There’s an Episcopal mystic whose books I sometimes muddle through – Cynthia Bourgeault. She talks about Trinity as PROCESS rather than PERSON. In other words, the Trinity is about how to think about things rather than about creed and doctrine. Trinitarian thinking is a reconciling approach that interweaves what at first appears to be a dichotomous choice. This kind of thinking is a spiral upward, beyond the either/or. When we get to an impasse – a problem, disagreement, decision – when we feel stuck, it’s an opportunity to look for a reconciling path, a third way.

And it’s this Trinitarian thinking, this PROCESS of sitting with mystery, that is so helpful when talking about gender. We have long misunderstood gender as an either/or scenario, driven by chromosomes and anatomy. The lived experiences of our friends tell us that we are wrong.

Knowing when we are wrong is useful information. What do we do next?

Well, moving away from the gender binary is a SPIRITUAL PRACTICE. If I have friends reading this, they are laughing at this point because I sort of think everything is a spiritual practice.

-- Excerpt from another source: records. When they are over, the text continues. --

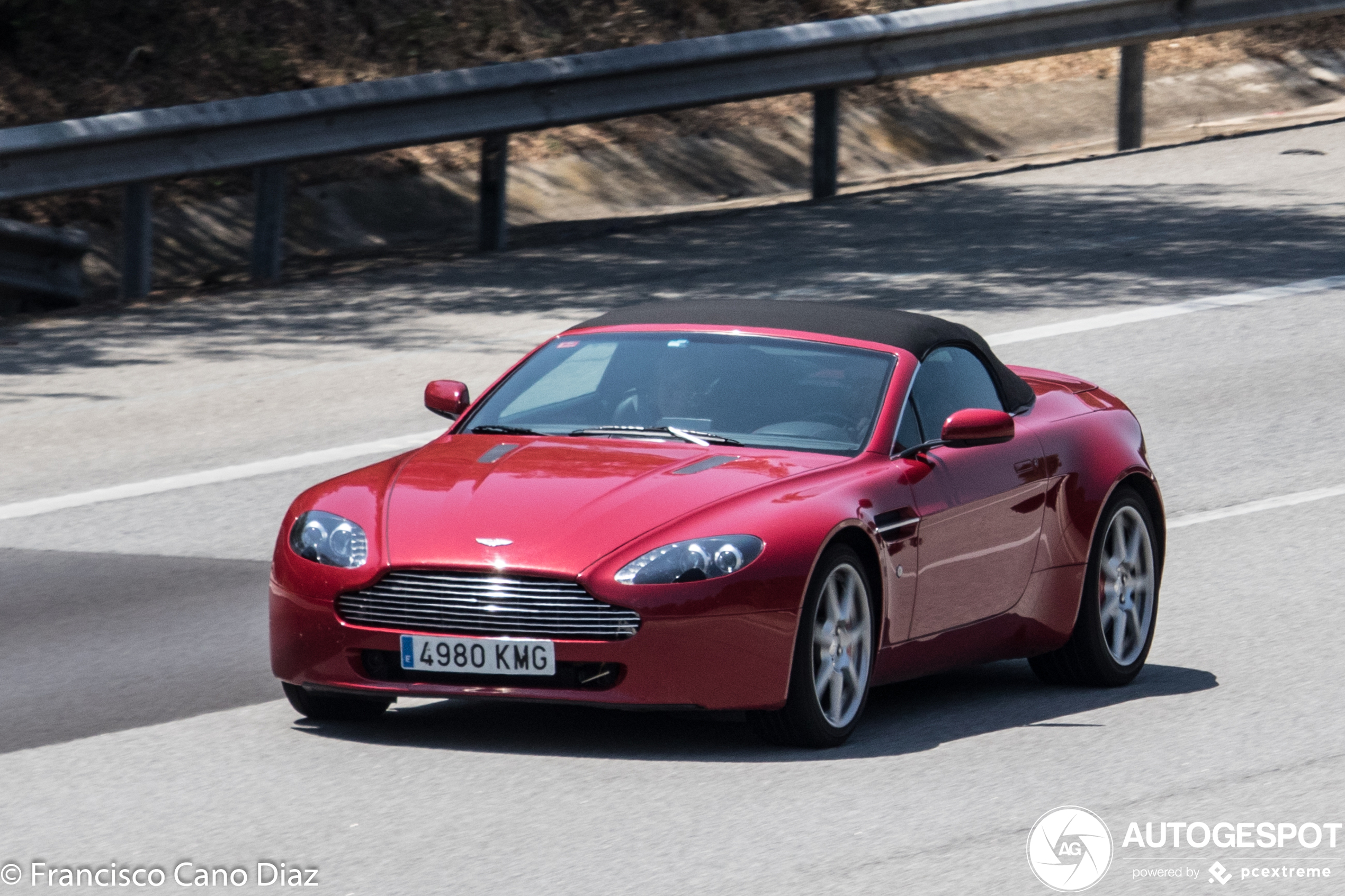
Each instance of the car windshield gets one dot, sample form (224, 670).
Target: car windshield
(756, 390)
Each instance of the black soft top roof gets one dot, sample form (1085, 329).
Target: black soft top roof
(918, 333)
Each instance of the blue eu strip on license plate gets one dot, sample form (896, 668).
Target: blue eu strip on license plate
(482, 656)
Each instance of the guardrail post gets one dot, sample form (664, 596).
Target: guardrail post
(138, 238)
(491, 206)
(825, 141)
(1130, 103)
(268, 223)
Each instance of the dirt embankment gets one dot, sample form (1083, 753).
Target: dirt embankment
(73, 58)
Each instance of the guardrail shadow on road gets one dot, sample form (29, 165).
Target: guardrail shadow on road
(905, 718)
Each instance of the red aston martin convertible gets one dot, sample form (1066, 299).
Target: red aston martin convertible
(752, 505)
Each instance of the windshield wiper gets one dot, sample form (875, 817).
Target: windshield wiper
(694, 437)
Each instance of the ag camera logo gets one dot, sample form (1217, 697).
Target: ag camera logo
(1070, 849)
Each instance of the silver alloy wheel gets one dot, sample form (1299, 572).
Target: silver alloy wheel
(1126, 590)
(842, 645)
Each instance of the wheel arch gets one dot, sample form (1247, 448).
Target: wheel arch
(1147, 492)
(853, 535)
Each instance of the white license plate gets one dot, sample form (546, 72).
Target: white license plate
(485, 656)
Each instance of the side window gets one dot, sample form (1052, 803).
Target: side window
(948, 381)
(908, 432)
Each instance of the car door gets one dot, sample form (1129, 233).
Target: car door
(980, 508)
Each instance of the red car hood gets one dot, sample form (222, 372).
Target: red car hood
(561, 503)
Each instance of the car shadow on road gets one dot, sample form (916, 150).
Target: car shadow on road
(905, 718)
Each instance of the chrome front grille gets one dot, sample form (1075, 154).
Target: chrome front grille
(482, 603)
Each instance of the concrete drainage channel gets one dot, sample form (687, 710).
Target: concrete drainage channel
(955, 135)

As with most spiritual practices, getting beyond the gender binary is about building a pause of awareness before our response. When we practice listening to others, when we practice holding open the question of another person’s gender (often this looks like letting go of our curiosity), when we let go of the need to put people into little boxes marked M and F, when we are willing to be vulnerable, willing to admit we’re going to get it wrong sometimes and we hate getting things wrong, when we practice – we train our brains to take a deep breath.

Breathe, and let go.

Over and over.

With much practice and patience, this makes us into a gentle welcoming people. We grow into the welcome that we profess, with trans and gender non-conforming people and with everyone!

A pediatrician friend and I were talking recently about kids who are late bloomers, shorter and smaller than their peers. She said that with her late blooming patients, sometimes there’s an appointment, after a period of growing, that their height and weight finally appear as dots on the standard growth chart curve. And they pause for a little celebration: “Yay! You’re on the chart!”

Just like the disciples, we’re beginners in the Trinity way of thinking – that kind of nondual thinking that led Jesus to respond to questions in that wacky way we love so much, the nondual, Trinity-shaped thinking that can be part of our learning about gender. WE ARE BEGINNERS, but we’re on the chart. Thanks be to God.

Notes and sources:

Cynthia Bourgeault’s book is The Holy Trinity and the Law of Three: Discovering the Radical Truth at the Heart of Christianity.

For fantastic transgender educational resources, see PFLAG’s Straight for Equality project at straightforequality.org/trans.